The chants and raised fists came from a base that has missed power and missed the identity that came with it. PF supporters framed the day as a return to the party’s old rhythm. The dancing women’s leagues, the jeeps, the drums and the chants recreated the Lungu-era spectacle. To them, Makebi is not simply a candidate. He is an inheritance. A political executor of Edgar Chagwa Lungu’s unfinished story.
Makebi leaned fully into that symbolism. “We will give President Edgar Chagwa Lungu a dignified burial,” he told the crowd. The statement was powerful. It played on emotion, memory and grievance. It was also politically strategic. It positioned his candidacy as a mission to restore honour to a man who died in opposition and whose farewell became a national flashpoint.
He carried that theme all afternoon. “I am running for office in honour of President Lungu,” he said. “He believed in a united Zambia.” His appeal was clear. He tied his political identity to Lungu’s final months, a period that produced deep loyalty inside PF and fury across the opposition. The black suit reinforced the narrative. This was a funeral vow turned into an election bid.

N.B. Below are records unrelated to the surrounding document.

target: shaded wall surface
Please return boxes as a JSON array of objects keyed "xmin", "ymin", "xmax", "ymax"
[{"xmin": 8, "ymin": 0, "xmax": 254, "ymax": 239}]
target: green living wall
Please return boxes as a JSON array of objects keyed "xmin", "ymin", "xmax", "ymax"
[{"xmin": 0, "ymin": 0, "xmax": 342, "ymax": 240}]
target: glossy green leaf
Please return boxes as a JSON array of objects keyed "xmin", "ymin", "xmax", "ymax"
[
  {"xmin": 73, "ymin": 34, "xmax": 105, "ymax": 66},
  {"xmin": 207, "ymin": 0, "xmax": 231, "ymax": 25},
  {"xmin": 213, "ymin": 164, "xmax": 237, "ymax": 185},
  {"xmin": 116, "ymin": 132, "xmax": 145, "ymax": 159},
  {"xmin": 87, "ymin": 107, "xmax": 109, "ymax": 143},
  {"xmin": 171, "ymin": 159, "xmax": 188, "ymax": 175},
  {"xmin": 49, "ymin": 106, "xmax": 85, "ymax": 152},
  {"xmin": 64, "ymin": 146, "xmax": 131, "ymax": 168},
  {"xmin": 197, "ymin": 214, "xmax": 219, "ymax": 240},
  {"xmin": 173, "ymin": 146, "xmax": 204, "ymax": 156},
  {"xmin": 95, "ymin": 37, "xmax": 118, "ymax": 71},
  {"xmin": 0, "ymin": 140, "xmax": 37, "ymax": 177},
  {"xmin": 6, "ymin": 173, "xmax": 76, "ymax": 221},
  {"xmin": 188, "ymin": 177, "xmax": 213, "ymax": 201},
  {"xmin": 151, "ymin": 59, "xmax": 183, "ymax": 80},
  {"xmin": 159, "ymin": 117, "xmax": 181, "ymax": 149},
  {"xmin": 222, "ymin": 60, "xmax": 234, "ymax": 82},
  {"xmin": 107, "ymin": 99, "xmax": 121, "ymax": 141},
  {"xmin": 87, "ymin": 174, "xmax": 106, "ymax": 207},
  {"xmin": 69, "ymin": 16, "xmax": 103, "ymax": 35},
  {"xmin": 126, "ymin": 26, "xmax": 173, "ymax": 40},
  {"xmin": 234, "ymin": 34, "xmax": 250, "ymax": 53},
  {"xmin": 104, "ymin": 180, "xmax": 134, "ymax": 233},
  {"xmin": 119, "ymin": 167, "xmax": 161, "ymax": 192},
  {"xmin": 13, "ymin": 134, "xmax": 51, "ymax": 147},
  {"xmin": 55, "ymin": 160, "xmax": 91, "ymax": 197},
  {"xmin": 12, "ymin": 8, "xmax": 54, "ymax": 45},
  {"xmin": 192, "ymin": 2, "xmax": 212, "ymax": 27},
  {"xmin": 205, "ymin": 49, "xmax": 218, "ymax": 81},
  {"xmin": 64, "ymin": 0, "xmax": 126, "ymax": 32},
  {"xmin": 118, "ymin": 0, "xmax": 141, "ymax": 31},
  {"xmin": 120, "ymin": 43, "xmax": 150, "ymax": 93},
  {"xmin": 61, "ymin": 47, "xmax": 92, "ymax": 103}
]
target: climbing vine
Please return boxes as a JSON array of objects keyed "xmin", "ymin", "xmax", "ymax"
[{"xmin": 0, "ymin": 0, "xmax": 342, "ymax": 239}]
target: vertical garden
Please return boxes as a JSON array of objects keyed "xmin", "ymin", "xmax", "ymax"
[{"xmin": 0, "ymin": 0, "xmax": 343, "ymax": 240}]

Old party figures endorsed the symbolism with their presence. Professor Nkandu Luo stood close by. Mumbi Phiri walked with him. Jean Kapata prayed for him. It was not accidental. The old guard wants a successor who will protect the Lungu legacy. Their attendance created the impression of a coronation. A staged passing of the torch in full public view.
But the political question remains unresolved. What happens if Hakainde Hichilema wins again? Makebi’s central promise is anchored on a future PF victory. His vow to give Lungu a dignified burial assumes a rapid change of power. His speech did not say what happens if UPND stays in office for ten or fifteen years. His pledge depends on a political reversal that is not guaranteed.
PF insiders believe Makebi has the Lungu family’s anointing. The turn-out reinforced that belief. But the geographic composition of the crowd is unclear. The Eastern enclave prefers him. Its structures have shown enthusiasm. Other regions remain silent. No confirmed provincial machinery has stepped forward to claim him as their consensus candidate. For now, the noise is concentrated at the secretariat.
This is why today’s scenes must be understood in political context. Makebi is running on Lungu’s political capital. It gives him instant emotional authority inside PF. It also exposes him to a structural risk. If voters outside the PF base do not accept the Lungu framing, his national appeal shrinks. He becomes a factional candidate, not a national one.
The imagery was re-energizing. The black suit. The loyalists. The raised fists. The sense of a political awakening. It revived PF confidence and unsettled UPND strategists who have dismissed the party as finished. But it also revealed the core tension inside the Patriotic Front. It is a party caught between memory and strategy. Between the Lungu past and the unknown future.
Makebi wants to unite Zambia. His supporters want to return to power for all its glory and impunity. Both needs collide in weeks ahead.